EBRD Approves New Strategy for Ukraine
OREANDA-NEWS. April 18, 2011. The Board of Directors of the European Bank for Reconstruction and Development approved a new country strategy for Ukraine. The new strategy for 2011–2014 will have a key focus on addressing challenges in energy efficiency and energy security, unlocking Ukraine’s agricultural and industrial potential, providing good quality and reliable infrastructure and dealing with the legacy of the crisis in the financial sector, reported the press-centre of EBRD.
The Bank, a major financial investor in the country which has already committed over €6 billion (USD 8.3 billion) through 264 projects, will focus on addressing these key transition challenges in line with the government’s reform programme and in close coordination with other International Financial Institutions (IFIs) and bilateral donors.

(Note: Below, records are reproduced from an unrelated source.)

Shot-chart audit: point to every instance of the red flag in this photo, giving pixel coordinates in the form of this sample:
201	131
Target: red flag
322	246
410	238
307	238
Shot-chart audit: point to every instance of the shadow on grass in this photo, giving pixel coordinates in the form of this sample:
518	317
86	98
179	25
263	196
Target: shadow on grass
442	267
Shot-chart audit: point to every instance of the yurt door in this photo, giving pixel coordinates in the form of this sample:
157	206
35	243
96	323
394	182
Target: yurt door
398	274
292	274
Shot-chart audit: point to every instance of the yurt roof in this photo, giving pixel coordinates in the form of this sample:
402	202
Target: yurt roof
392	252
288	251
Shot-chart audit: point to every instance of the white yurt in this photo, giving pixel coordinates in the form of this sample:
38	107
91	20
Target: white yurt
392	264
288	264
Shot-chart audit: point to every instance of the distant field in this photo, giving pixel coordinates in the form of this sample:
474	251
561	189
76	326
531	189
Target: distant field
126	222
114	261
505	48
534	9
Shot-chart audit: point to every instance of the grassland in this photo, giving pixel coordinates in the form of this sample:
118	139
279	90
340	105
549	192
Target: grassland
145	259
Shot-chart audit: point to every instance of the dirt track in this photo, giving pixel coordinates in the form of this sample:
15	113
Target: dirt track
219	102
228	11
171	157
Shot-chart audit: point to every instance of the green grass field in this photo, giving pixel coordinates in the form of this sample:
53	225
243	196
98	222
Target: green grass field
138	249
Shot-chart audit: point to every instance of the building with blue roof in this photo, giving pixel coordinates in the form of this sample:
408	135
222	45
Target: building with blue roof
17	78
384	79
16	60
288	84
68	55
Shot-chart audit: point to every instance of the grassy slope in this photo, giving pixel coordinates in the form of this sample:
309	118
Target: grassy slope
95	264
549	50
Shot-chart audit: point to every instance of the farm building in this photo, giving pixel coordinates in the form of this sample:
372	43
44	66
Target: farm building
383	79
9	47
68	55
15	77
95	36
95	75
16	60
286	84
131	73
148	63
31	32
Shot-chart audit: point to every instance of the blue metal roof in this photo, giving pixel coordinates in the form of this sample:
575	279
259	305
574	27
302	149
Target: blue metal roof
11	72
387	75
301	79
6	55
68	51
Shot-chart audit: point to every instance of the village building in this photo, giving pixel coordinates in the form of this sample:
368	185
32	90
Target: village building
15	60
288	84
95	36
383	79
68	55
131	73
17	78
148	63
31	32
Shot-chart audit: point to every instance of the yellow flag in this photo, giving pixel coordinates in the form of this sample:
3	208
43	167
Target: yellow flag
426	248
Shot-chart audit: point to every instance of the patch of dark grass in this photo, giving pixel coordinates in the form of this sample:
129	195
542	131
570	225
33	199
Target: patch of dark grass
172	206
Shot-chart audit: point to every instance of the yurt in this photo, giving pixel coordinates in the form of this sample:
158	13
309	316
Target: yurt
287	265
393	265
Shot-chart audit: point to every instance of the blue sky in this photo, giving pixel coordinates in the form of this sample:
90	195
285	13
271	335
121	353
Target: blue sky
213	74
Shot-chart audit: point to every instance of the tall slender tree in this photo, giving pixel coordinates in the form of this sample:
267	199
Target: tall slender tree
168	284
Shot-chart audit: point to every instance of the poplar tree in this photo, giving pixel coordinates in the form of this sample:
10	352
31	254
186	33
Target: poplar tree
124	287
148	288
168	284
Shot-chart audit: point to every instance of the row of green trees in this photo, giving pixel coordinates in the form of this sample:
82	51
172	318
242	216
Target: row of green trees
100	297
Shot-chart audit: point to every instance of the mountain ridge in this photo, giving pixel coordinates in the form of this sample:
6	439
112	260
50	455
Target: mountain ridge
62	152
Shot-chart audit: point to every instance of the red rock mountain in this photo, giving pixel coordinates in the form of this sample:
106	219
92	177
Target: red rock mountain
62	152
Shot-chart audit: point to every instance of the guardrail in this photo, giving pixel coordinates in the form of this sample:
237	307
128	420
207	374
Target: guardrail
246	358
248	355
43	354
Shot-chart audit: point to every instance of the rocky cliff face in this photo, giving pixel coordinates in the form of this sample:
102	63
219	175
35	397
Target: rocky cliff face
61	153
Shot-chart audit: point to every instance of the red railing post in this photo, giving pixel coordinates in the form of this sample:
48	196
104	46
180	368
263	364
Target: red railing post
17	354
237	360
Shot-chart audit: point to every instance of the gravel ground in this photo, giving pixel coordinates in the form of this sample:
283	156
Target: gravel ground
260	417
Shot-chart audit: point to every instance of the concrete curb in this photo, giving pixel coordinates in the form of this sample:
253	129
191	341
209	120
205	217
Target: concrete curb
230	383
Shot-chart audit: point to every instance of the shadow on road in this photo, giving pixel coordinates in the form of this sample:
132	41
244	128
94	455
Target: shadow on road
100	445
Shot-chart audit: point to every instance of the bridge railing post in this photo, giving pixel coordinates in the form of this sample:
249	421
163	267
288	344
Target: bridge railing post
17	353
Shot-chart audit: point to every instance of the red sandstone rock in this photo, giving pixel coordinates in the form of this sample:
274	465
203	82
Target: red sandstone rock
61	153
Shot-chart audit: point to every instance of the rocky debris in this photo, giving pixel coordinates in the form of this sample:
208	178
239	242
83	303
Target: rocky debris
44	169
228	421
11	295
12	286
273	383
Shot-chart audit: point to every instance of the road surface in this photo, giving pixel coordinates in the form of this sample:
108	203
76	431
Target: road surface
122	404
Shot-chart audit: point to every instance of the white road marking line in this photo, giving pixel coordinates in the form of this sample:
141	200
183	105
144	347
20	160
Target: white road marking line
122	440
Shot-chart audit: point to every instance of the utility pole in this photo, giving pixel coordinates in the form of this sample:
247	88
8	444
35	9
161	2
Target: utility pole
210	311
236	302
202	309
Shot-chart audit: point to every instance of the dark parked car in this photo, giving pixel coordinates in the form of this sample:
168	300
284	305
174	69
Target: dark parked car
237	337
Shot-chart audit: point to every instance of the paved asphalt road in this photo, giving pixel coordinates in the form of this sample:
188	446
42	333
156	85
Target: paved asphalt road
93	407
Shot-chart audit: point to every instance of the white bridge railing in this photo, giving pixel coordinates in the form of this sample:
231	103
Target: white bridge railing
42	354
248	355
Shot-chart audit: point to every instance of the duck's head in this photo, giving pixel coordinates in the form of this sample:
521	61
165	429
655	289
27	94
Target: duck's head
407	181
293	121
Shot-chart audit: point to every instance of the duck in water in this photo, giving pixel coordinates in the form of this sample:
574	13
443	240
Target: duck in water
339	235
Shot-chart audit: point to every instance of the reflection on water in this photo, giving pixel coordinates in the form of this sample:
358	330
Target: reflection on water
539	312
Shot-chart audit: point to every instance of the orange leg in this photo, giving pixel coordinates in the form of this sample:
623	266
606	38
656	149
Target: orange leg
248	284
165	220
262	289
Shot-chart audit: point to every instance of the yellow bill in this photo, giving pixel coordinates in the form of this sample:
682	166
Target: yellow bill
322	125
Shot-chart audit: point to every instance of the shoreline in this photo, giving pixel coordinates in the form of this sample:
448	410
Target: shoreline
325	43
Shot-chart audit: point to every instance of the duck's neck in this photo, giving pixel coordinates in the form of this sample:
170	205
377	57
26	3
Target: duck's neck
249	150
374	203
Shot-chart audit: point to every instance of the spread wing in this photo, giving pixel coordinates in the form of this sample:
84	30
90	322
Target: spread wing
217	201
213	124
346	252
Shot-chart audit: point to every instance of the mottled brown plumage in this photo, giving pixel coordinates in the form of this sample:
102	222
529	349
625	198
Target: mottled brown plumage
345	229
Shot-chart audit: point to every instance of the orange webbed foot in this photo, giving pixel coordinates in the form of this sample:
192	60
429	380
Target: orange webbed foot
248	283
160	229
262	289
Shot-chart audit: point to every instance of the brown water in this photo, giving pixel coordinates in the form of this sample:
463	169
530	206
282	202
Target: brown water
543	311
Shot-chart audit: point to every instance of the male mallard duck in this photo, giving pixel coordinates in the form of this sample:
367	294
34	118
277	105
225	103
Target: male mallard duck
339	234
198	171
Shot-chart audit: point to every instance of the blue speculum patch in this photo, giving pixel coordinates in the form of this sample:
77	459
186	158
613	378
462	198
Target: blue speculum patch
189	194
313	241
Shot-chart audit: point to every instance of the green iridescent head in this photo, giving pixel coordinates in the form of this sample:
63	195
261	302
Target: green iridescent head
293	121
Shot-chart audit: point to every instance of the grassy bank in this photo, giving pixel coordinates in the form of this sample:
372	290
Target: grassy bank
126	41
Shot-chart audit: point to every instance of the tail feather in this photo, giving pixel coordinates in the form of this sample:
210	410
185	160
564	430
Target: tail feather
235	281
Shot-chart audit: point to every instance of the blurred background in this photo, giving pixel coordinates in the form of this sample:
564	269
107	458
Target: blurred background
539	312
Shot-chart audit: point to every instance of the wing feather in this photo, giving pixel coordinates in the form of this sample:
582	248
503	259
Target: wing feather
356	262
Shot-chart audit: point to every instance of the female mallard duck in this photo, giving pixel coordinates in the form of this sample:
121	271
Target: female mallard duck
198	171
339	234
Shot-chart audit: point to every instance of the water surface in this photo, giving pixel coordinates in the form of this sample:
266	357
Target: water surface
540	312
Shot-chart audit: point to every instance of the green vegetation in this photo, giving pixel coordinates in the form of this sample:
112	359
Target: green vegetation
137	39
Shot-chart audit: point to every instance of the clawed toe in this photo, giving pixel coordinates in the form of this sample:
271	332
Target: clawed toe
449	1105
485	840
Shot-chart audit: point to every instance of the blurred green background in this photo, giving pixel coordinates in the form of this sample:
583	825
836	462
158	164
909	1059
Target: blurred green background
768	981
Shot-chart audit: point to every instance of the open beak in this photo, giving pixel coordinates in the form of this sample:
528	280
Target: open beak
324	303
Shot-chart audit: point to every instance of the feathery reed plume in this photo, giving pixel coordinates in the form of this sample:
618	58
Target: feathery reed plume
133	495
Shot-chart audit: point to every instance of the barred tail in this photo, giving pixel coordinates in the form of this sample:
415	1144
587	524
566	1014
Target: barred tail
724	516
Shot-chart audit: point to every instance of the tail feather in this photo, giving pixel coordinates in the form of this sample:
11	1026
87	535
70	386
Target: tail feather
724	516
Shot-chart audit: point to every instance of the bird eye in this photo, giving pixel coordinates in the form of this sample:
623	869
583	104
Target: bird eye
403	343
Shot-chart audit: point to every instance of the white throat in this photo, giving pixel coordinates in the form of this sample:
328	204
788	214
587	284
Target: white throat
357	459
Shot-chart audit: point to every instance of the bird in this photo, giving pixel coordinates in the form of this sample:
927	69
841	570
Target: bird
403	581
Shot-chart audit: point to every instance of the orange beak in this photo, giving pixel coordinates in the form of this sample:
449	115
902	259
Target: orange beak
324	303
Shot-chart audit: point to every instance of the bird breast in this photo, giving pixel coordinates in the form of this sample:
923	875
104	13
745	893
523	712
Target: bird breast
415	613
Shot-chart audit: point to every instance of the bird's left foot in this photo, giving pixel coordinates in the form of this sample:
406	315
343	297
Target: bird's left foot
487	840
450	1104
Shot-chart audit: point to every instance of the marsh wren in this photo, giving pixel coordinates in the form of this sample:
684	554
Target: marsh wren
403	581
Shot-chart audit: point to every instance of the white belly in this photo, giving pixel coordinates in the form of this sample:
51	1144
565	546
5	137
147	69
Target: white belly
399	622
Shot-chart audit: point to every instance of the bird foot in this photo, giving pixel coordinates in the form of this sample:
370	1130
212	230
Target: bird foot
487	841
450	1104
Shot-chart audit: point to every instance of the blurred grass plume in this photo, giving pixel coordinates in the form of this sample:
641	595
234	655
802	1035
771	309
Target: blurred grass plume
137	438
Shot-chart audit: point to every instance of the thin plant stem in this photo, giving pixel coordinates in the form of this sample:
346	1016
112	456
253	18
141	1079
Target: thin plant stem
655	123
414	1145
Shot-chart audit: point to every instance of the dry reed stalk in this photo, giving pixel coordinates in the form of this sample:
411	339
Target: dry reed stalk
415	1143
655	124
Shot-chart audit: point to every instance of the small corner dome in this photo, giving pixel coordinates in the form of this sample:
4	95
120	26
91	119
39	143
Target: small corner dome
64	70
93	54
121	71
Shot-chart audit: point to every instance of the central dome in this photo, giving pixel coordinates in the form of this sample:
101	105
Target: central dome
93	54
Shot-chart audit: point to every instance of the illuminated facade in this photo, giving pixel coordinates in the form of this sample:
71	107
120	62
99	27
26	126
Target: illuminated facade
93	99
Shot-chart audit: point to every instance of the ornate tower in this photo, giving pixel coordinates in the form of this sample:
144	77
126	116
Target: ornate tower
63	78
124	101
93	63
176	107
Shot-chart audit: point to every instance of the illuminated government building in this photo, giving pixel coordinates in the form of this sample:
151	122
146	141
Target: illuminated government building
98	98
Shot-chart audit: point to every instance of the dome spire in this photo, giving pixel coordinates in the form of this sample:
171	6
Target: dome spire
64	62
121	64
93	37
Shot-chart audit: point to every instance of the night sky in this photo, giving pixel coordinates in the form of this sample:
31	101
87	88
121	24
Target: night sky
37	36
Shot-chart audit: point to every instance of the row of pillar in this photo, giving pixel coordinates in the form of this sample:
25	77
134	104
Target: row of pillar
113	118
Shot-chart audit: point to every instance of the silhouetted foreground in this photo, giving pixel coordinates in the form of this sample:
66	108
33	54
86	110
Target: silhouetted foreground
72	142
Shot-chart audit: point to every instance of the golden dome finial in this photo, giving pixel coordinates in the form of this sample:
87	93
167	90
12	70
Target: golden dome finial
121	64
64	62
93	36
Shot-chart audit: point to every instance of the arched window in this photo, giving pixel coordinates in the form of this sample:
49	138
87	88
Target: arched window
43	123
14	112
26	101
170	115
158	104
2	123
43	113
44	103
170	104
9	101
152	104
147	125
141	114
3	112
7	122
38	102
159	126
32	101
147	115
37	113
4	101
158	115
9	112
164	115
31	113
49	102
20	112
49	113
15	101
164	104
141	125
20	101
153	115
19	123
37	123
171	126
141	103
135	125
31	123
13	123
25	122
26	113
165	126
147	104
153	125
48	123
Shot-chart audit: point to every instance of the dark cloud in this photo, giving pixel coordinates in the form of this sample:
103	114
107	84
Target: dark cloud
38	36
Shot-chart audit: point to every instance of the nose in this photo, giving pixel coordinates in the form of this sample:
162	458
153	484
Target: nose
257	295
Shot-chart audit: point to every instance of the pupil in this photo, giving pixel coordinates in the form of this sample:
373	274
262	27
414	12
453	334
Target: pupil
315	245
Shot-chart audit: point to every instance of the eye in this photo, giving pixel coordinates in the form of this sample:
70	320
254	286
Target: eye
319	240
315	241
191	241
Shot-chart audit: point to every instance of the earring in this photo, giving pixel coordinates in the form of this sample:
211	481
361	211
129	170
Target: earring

The level of investment in Ukraine will, to a large extent, depend on the implementation of reforms in all main sectors, while slow reform progress and deteriorating investment climate will inevitably lead to reduced investments by the Bank in the public and private sector respectively.
The Bank has selected key operational priorities for the next strategy period which reflect the transition challenges in the economy:
Energy sector: the Bank will finance projects that will increase the overall energy efficiency and decrease the carbon intensity of the sector. It will support upgrades of electricity transmission networks that would integrate Ukraine into the European energy market. The EBRD is also ready to support safety upgrades in the nuclear sector, where it will ensure a strong level of technical and environmental due diligence. The Bank may also participate in the modernisation of Ukraine’s gas transportation and distribution system, provided the Ukrainian authorities pursue a comprehensive and credible reform agenda, including restructuring of NAK NaftoGaz.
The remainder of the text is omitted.